Report unsuitable partitioning proposals against the installation. Yast should create a Linux primary partition on the first disk to boot from, whenever possible.
Report broken configuration files against the yast2-bootloader package.
Report buggy video to the gfxboot package. GFXboot uses the VESA-"standard", but not every vendor is really following it.
Real Bugs
"(I think) I have ruled out all the problems above. Grub is buggy."

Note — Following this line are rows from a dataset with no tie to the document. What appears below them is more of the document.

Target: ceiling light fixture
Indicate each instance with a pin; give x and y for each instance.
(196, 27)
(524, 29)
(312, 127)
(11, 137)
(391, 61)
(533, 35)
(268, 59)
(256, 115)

Include dumps of all disks' MBRs, as well as the disk block where stage1 should have gone to, include the relevant contents of /sys/firmware/edd/ (cylinders,heads,sectors, both legacy and default, sectors and the mbr signature at least), fdisk -l and fdisk -lu output or equivalent, grub's config files /etc/grub.conf, /boot/grub/device.map and menu.lst, and the output of grub --batch < /etc/grub.conf if it shows anything peculiar.
Bugzilla tells you not to paste log files into comments; however for the above information, besides maybe boot block dumps, these are small enough to be pasted into the report directly.
Alternatively, you're welcome to supply a patch that fixes your
problem and is guaranteed not to break any of the other workarounds.